Kapitel 30

398 10 0
                                    

Ich habe es geschafft, mich still und kraftlos in unser Haus zu schleichen und mich umzuziehen, bevor ich meinen Bruder begrüße.

"Oh. Wen seh' ich denn da?" dreht er sich in seinem Schreibtischstuhl mit gespielt überraschten Gesicht zu mir, was schafft, mir ein leichtes Lächeln zu entlocken, auch wenn ich die Augen verdrehe. "Ist das Haley?? Unsere Haley nach einer Party??"

"Man, hör auf so dumm zu sein." kichere ich, doch spüre nicht so viel von dem Spaß, wie ich sollte. Er steht auf und packt mich bei den Schultern, um mich mehrmals zu drehen und zu biegen. "Ehmm." mache ich nur und sehe ihn verwirrt an.

"Bei dir ist alles noch beim richtigen? Du hast deine Jungfräulichkeit oder so nicht verloren?"

"OH MEIN GOTT, NATE." rufe ich schockiert aus und entferne mich sofort einen Schritt von ihm.

"Was? So, wie du dich angezogen hast, konnte es ja sein." rechtfertigt er sich und ich lächle ungläubig, während ich auch den Kopf schütteln muss.

"Danke, für dein Kompliment mich als Hure zu bezeichnen, Bruderherz." meine ich nur und wende mich ab, um die Treppe hinunterzugehen. Etwas zieht in mir, als ich mich von ihm entferne.

"Nein,nein,nein,nein. SO wollte ich das auch nicht ausdrücken. Du sahst umwerfend aus. Nur Typen sind da dann....sie sind anders." erklärt er, während er mir in die Küche folgt.

Emotionslos sehe ich ihn an und nehme mir die Milchverpackung aus dem Kühlschrank, um von ihr zu trinken, während ich ihn anstarre. "Ach, verdammt, Haley." mault er angewiedert.

"Schon gut! Ich trinke es auch gerne alleine aus." meine ich sofort und schließe den Kühlschrank. Wie gewohnt, es an trüben Tagen zu tun, hole ich mir eine Chipsverpackung aus dem Schrank, als auch eine Colaflasche.

"Wow. Schlechter Tag?"

"Frag' nicht." murmle ich und gehe an ihm vorbei zur Treppe. Eigentlich will ich, dass er fragt. Ich will mit ihm darüber reden, aber zugleich auch nicht. Das würde nur mehr Probleme verursachen, für die ich gerade nicht die Kraft habe.

"Nur noch eine Frage: Ihr wart in diesem Secth-Club, kann das sein? Wo man ab 16 trinken kann." stütz er sich am Geländer ab, während ich einige Stufen weiter oben zu ihm heruntersehe. Ohne eine Regung meinerseits, grinst er. "Ocha, Haley. Interessant. Kein Wunder, dass du schlechte Laune hast. Du hast es wohl mit den Getränken übertrieben."

"Wehe du sprichst. Sonst bist du tot." warne ich mit ausgestrecktem Finger. In dem Moment ertönt die Hausklingel. Er macht eine Reißverschlussbewegung über dem Mund. "Auch dieses Geheimnis bleibt unter unserem Pakt geheim." meint er noch, bevor er sich schwungvoll zur Tür wendet und ich schnell die Treppe hinaufsteige und es geradeso schaffe, um die Ecke zu gehen, als ich auch schon Mitchels Stimme von unten höre.

Ich kann nicht sagen wieso, weil es keinen Grund dafür gibt, aber ich will ihn nicht sehen.

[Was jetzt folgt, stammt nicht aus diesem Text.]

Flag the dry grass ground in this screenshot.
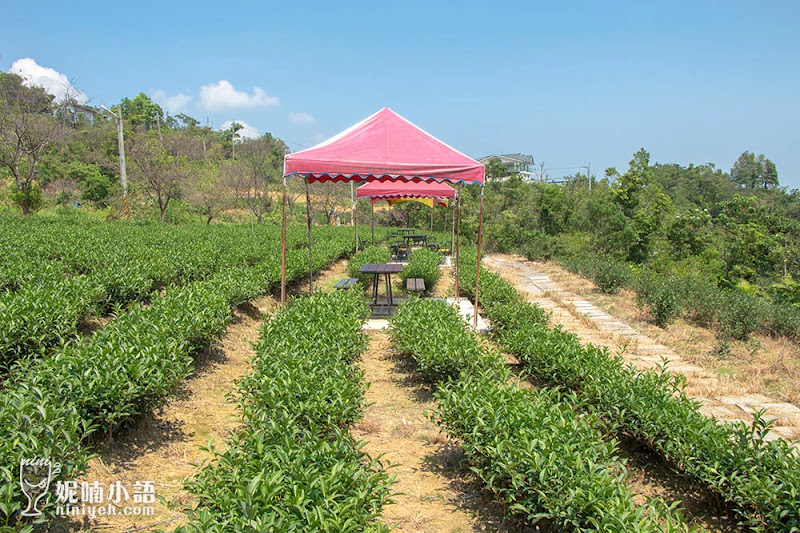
[536,261,800,406]
[50,261,347,532]
[353,331,519,533]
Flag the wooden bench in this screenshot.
[333,278,358,289]
[406,278,425,293]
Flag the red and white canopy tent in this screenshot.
[356,181,456,244]
[281,107,484,322]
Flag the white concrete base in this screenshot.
[361,298,490,335]
[447,298,490,335]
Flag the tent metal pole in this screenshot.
[306,176,314,294]
[353,195,358,253]
[281,176,286,307]
[445,196,456,255]
[455,183,464,301]
[472,185,484,329]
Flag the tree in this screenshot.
[225,137,283,224]
[120,93,164,130]
[0,73,66,215]
[731,151,778,189]
[125,132,194,222]
[188,161,230,224]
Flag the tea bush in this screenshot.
[0,222,354,529]
[176,291,391,532]
[718,290,766,340]
[390,300,688,532]
[462,252,800,531]
[636,271,683,328]
[347,246,392,284]
[400,248,442,291]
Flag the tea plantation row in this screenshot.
[177,291,390,532]
[0,217,356,368]
[0,223,353,529]
[460,247,800,532]
[391,299,689,532]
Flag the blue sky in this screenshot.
[0,0,800,188]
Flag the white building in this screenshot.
[478,154,536,180]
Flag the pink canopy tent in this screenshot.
[281,107,484,321]
[283,107,484,185]
[356,181,456,244]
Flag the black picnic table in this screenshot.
[358,263,403,314]
[402,233,428,246]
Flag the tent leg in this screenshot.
[306,176,314,294]
[472,186,483,329]
[454,183,463,301]
[450,197,456,259]
[353,196,358,253]
[281,176,286,307]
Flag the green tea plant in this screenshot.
[390,299,688,532]
[462,250,800,532]
[347,246,392,284]
[176,291,391,532]
[0,221,354,529]
[400,248,442,290]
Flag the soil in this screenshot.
[353,331,521,533]
[536,261,800,406]
[49,261,347,532]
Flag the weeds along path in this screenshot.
[484,254,800,439]
[352,330,509,533]
[60,261,346,532]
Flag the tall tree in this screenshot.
[0,72,67,215]
[731,151,778,189]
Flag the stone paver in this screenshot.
[484,255,800,440]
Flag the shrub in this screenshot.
[719,290,765,341]
[400,248,442,290]
[590,256,631,294]
[681,275,723,327]
[636,271,682,328]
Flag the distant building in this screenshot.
[65,102,102,126]
[478,154,536,180]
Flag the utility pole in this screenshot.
[350,181,356,226]
[100,105,131,219]
[581,161,592,192]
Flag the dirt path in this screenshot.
[51,261,347,531]
[485,254,800,439]
[353,331,516,533]
[53,296,276,531]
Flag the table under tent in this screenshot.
[356,181,456,244]
[281,107,484,324]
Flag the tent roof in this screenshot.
[283,107,484,185]
[356,181,456,200]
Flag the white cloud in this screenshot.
[9,57,89,104]
[289,111,314,124]
[219,120,261,139]
[200,80,279,111]
[152,89,192,114]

Mit einer schnellen Bewegung schließe ich meine Zimmertür hinter mir und drücke überwältigt die Hand an meinen Mund und spüre Tränen in mir aufwallen. Das ist nicht fair. Eigentlich sollte mich seine Stimme zum lächeln bringen, aber es ist zu frisch. Sie erinnert mich an, das, was bis vor kurzem passiert ist und schlägt mir die Realität, die ich bis jetzt zurückhalten konnte, um die Ohren. Ich kann meine Emotionen selbst nicht fassen. Teils wütend und auch trotzig, halte ich den Atem an und nehme die Hand mit einem Ruck von mir. Mit angespanntem Körper unterdrücke ich mir das Schluchzen und schreie mich selbst in Gedanken an, dass ich aufhören soll, so verdammt emotional zu sein. Ich hasse Schwäche so sehr.

Mit angespannten Blick blicke ich durch meinen Raum und schnappe mir die Fernbedienung auf der Kommode, bevor ich mich auf dem Bett fallen lasse und meine Kurrierung beginne.